Representatives from Paramount Studios, where Taylor was employed, came and seized all the letters they could find, as well as all the bootleg liquor and instructed Peavey to clean up the blood and the apartment. They were scrambling to negate some of the damage already inflicted on the movie industry with Fatty Arbuckle’s rape/murder trial, as well as other scandals involving drug addictions. By the time the Los Angeles Police Department detectives arrived, the Taylor crime scene was severely compromised.

While Mabel Normand was never a serious suspect, rumors circulated that the suspects might include Mack Sennett and Rudolph Valentino among other Hollywood notables. A host of suspects were interrogated but the death remains an unsolved cold case in the Los Angeles Police Department archives.

The Death of Thelma Todd

Thelma Todd rose to fame as a comedic actress, making 70 films in nine years alongside the Marx Brothers, Laurel & Hardy, and Buster Keaton. Sadly, she is now remembered for the manner and mystery of her death rather than for her life achievements.

Her lively and flirtatious on-screen personality was more than matched by her riotous private life. She had so many drunken car crashes going from party to party, that the studio had to insist she have a chauffeur. In addition to her film career, Thelma was also involved in the restaurant business, where her path crossed that of Lucky Luciano, a New York mobster who was trying to gain a foothold on the West Coast. Luciano wanted to involve Todd’s business in illegal gambling, but she refused.

On December 16, 1935 Todd was found slumped over the steering wheel of her car. Her death was first declared a suicide then an “accidental death from carbon monoxide poisoning.” The fact that she drank heavily and often passed out in her car after a binge supported this conclusion. But with blood at the scene, a high blood-alcohol content, and clean shoes (while the area outside the car was muddy), many believed Todd was murdered. While the theory was largely ignored by the LAPD, suspects ranged from Todd’s highly possessive boyfriend, director Roland West, to the most likely suspect: “Lucky” Luciano.

Lana Turner – Murderess?

Lana Turner was dubbed “The Sweater Girl” for the way wearing one highlighted her natural attributes. She was a gifted actress, appearing in such successful films as “Dr. Jekyll & Mr. Hyde” (1941), “The Postman Always Rings Twice” (1946) and “Peyton Place” (1957). But she had lousy taste in men. Married eight times (twice to Steve Crane), she battled alcoholism throughout her life. In 1958, her name was in the headlines in the worst possible way.

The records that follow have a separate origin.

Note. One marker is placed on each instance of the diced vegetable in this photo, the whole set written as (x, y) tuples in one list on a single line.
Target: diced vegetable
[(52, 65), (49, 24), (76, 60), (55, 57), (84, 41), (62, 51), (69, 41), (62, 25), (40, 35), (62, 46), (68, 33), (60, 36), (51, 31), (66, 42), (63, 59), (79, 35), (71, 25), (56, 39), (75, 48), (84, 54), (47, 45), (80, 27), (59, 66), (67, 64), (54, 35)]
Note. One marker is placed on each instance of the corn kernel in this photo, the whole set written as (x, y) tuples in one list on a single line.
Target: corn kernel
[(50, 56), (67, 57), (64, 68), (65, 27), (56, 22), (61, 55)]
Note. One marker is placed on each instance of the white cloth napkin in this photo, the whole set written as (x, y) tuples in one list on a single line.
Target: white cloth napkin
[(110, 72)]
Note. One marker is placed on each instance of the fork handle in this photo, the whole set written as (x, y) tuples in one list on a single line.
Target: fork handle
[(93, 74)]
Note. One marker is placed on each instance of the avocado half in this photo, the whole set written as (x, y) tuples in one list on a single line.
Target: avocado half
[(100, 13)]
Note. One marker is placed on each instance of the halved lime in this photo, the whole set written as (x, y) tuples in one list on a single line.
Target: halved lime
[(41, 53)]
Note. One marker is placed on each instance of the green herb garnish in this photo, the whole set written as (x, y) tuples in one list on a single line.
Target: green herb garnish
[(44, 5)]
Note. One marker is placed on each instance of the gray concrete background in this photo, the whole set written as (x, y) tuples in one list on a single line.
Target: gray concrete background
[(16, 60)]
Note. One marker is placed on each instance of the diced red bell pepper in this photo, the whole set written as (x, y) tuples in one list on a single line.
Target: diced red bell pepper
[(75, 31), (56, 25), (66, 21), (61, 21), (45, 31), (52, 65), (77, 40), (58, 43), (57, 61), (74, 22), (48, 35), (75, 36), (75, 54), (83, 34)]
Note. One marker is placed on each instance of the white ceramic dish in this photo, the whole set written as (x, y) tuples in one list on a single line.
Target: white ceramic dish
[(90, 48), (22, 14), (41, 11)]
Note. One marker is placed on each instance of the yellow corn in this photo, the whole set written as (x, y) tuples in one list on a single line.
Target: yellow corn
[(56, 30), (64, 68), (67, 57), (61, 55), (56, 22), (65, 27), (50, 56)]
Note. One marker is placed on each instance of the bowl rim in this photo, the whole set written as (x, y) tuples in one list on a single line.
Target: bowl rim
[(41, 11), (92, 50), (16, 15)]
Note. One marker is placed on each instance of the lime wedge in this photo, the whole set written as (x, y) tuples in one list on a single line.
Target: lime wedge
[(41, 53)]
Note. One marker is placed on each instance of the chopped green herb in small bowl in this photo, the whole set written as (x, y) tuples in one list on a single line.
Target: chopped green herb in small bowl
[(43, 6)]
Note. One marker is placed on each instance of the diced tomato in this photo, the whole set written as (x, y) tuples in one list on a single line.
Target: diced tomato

On the evening of April 4, 1958, Lana and Johnny Stompanato, a small-time hoodlum who was very jealous and possessive of Turner, were having a violent argument in Turner’s home. Stompanato allegedly threatened to cut Turner’s face, prompting her 14-year-old daughter, Cheryl Crane, to grab an 8-inch butcher knife from the kitchen and stab Stompanato in the stomach, killing him.

The case quickly became a media sensation. Turner’s dramatic testimony at the inquest was persuasive: The stabbing was ruled a justifiable homicide. Some observers said her testimony that day was the acting performance of her life. Rumors persisted that Lana had actually wielded the knife, but there was insufficient evidence to prove it.